Peneliti tersebut menggunakan berbagai skenario Demi memproyeksikan pertumbuhan industri AI, mencakup skenario rendah, menengah, dan tinggi. Dalam analisis mereka, aspek yang diperhitungkan meliputi peningkatan kebutuhan daya komputasi, jumlah perangkat keras yang dibutuhkan, serta masa Mengenakan dari perangkat tersebut.

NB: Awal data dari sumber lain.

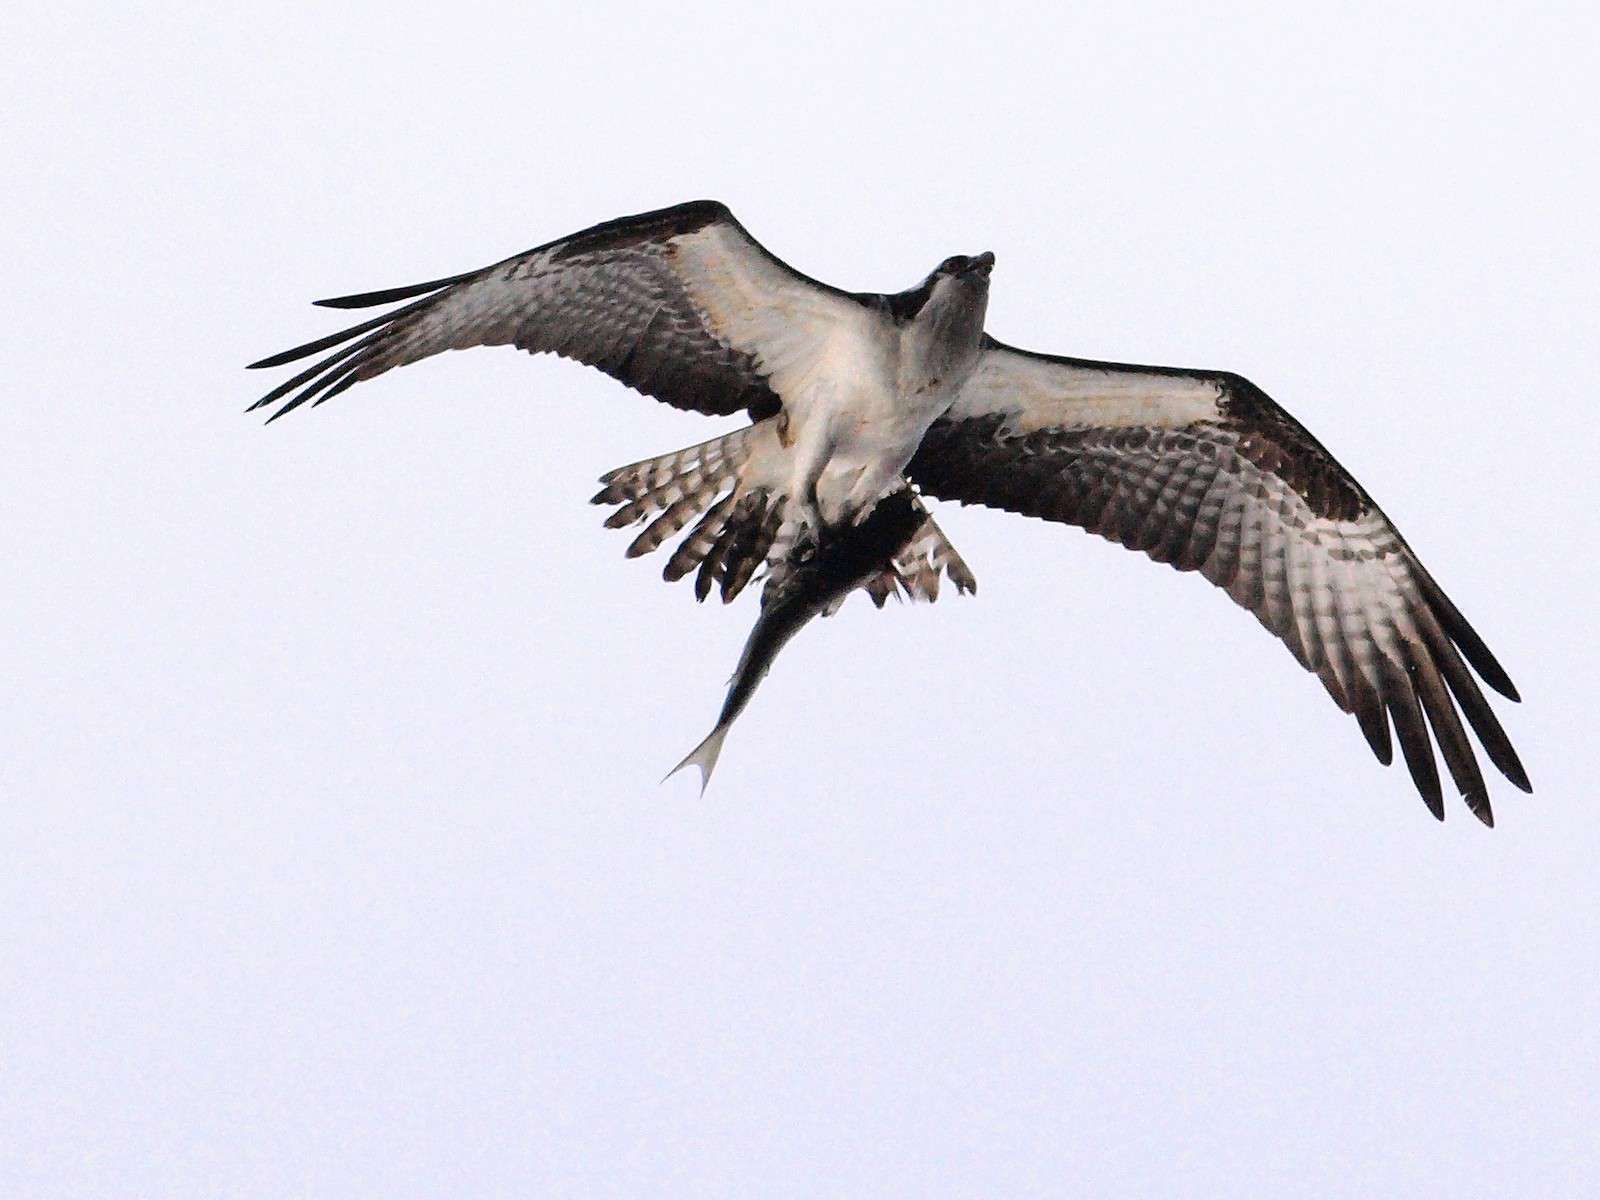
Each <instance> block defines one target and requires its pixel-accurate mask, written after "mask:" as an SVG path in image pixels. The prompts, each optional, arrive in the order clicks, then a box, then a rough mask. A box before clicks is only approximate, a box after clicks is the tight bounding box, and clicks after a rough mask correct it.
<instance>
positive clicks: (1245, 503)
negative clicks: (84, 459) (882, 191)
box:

Dengan menggunakan model ini, mereka menemukan bahwa limbah elektronik dari industri AI berpotensi meningkat secara signifikan, hingga ribuan kali lipat dibandingkan volume pada 2023. Mereka mengungkapkan bahwa Apabila tren ini berlanjut, volume sampah elektronik dapat naik dari Sekeliling 2.600 ton pada 2023 menjadi antara 400.000 hingga 2,5 juta ton per tahun pada 2030.

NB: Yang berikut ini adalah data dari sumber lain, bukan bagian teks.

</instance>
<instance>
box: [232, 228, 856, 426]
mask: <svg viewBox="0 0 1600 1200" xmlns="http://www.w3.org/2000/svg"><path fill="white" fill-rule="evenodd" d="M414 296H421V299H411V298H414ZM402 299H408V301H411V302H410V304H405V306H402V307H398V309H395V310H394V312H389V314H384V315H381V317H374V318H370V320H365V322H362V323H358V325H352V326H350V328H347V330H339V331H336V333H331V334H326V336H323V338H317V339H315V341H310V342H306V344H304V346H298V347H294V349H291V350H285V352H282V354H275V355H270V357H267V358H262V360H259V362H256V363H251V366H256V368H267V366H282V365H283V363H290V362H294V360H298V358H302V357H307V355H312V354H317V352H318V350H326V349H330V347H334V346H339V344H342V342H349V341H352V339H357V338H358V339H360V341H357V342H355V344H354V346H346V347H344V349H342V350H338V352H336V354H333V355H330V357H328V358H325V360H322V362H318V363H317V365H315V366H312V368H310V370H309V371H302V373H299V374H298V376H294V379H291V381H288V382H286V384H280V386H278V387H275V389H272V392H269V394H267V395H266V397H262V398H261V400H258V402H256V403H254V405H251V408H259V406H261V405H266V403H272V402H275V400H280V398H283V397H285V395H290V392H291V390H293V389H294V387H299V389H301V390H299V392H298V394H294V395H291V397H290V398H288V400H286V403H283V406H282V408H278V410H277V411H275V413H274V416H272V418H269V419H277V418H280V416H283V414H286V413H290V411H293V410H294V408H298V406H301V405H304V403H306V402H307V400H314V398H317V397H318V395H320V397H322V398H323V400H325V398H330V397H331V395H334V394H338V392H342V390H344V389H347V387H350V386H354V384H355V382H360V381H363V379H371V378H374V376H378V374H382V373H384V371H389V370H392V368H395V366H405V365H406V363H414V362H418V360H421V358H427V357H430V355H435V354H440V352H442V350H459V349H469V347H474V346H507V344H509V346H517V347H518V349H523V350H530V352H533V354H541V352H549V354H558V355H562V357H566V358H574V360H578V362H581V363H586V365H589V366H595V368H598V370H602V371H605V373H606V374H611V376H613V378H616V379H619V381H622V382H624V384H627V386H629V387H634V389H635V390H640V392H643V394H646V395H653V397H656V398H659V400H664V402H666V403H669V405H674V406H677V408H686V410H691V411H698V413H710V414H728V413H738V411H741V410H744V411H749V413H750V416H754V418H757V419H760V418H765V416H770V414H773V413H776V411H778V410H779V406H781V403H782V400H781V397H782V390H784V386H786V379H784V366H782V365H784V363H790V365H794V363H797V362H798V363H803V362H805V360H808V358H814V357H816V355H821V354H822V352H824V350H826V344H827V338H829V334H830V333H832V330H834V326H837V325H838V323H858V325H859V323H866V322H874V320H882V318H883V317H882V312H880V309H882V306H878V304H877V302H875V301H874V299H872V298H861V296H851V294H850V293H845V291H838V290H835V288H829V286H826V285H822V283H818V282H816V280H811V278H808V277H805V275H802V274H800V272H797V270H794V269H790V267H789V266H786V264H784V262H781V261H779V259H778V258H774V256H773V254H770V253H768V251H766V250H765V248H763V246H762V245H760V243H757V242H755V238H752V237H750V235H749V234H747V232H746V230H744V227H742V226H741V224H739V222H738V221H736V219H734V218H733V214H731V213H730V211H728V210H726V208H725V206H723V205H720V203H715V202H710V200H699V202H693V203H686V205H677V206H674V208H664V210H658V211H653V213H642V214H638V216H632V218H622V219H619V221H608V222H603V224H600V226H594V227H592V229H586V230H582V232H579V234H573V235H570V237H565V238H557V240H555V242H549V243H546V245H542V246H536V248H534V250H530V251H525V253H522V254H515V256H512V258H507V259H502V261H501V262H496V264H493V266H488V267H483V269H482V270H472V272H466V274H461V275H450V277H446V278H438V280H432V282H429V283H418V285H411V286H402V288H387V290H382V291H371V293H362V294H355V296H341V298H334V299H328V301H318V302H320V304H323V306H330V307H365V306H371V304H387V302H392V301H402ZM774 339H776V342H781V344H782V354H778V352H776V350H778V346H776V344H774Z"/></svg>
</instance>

READ  3 Startup Climate Tech Raih 10 Miliar, Ciptakan Teknologi Solusi Perubahan Iklim

limbah elektronik AIFoto : Technobusiness.id

Baca juga : Kalkulator AI Ciptaan Ilmuwan Inggris Ini Pandai Prediksi Kematian, Ini Penjelasannya

Makalah yang dikutip dari TechCrunch pada Selasa (29/10/2024) tersebut mencatat bahwa lonjakan besar ini disebabkan oleh peningkatan jumlah perangkat keras, seperti chip dan GPU, yang digunakan Demi menjalankan model AI. Perangkat keras ini Segera usang akibat pesatnya kemajuan teknologi dan meningkatnya permintaan komputasi dari model AI yang makin canggih. Model AI generatif, seperti model bahasa besar (large language models) yang mendukung chatbot, pencipta konten visual, dan lainnya, memerlukan sumber daya komputasi yang semakin besar agar tetap dapat menghasilkan output yang relevan dan Seksama. Akibatnya, perangkat yang Tak Kembali cukup canggih atau Segera akan Segera terbuang, mempercepat akumulasi sampah elektronik.

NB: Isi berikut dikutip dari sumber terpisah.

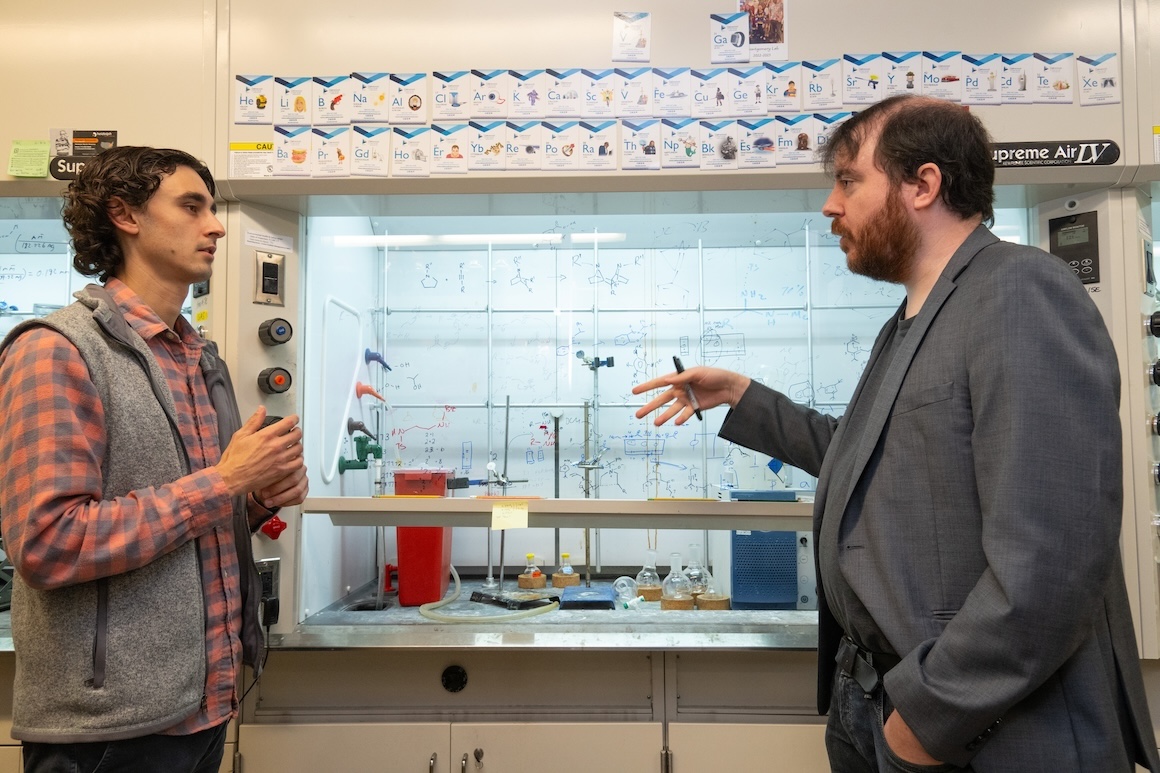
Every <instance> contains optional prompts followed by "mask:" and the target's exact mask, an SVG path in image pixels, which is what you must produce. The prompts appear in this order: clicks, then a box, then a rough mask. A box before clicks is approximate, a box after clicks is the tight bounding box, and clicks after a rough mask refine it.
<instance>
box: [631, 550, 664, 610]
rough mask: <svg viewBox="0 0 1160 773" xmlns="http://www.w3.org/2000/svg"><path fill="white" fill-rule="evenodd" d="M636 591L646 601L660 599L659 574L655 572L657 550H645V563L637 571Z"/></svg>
mask: <svg viewBox="0 0 1160 773" xmlns="http://www.w3.org/2000/svg"><path fill="white" fill-rule="evenodd" d="M637 591H638V592H639V593H640V595H643V597H645V599H646V600H648V601H660V594H661V588H660V575H659V573H658V572H657V551H655V550H646V551H645V565H644V569H641V570H640V571H639V572H637Z"/></svg>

READ  Apple Ungkap Kelemahan AI: Perubahan Kecil Bisa Pengaruhi Akurasi Model Bahasa

Demi merespons tantangan ini, para peneliti merekomendasikan beberapa langkah mitigasi guna mengurangi jumlah limbah elektronik yang dihasilkan. Salah satunya adalah dengan mendaur ulang perangkat server yang Tak Kembali digunakan daripada membuangnya begitu saja. Selain itu, komponen-komponen seperti modul komunikasi dan unit daya Lagi Pandai digunakan kembali, yang berpotensi memperpanjang masa Mengenakan perangkat keras tersebut.

Mereka juga menekankan pentingnya pengembangan perangkat lunak dan optimasi sistem, sehingga chip atau GPU dapat berfungsi lebih lelet tanpa memerlukan penggantian yang terlalu sering. Menariknya, salah satu rekomendasi yang disarankan adalah agar perusahaan-perusahaan segera beralih ke GPU generasi terbaru daripada membeli lebih banyak GPU yang lebih lelet dan usang. Pendekatan ini, menurut mereka, Tak hanya dapat meningkatkan efisiensi komputasi tetapi juga dapat mengurangi jumlah perangkat yang akhirnya menjadi sampah elektronik.

READ  Jensen Huang, CEO Nvidia, Kunjungi Indonesia Buat Hadiri Indonesia AI Day

Para peneliti memperkirakan bahwa Apabila langkah-langkah mitigasi ini diterapkan dengan serius, volume sampah elektronik dari industri AI dapat dikurangi sebesar 16-86%. Meski demikian, implementasi dan keberhasilan rekomendasi ini bergantung pada komitmen industri teknologi serta adanya regulasi dari pemerintah atau kebijakan lingkungan yang lebih ketat. Tanpa dukungan dan kesadaran yang memadai dari pelaku industri serta kebijakan lingkungan yang kuat, rekomendasi tersebut mungkin sulit terlaksana, dan produksi sampah elektronik yang dihasilkan oleh perkembangan AI generatif kemungkinan tetap akan meningkat.

Studi ini menegaskan bahwa teknologi AI Tak hanya berdampak pada pemakaian sumber daya Kekuatan dan air, tetapi juga menambah masalah lingkungan terkait limbah elektronik yang selama ini cenderung terabaikan. Dengan perhatian yang lebih besar terhadap isu ini, diharapkan masyarakat dan pelaku industri dapat mengembangkan strategi yang lebih ramah lingkungan Demi mengelola teknologi AI secara berkelanjutan di masa depan.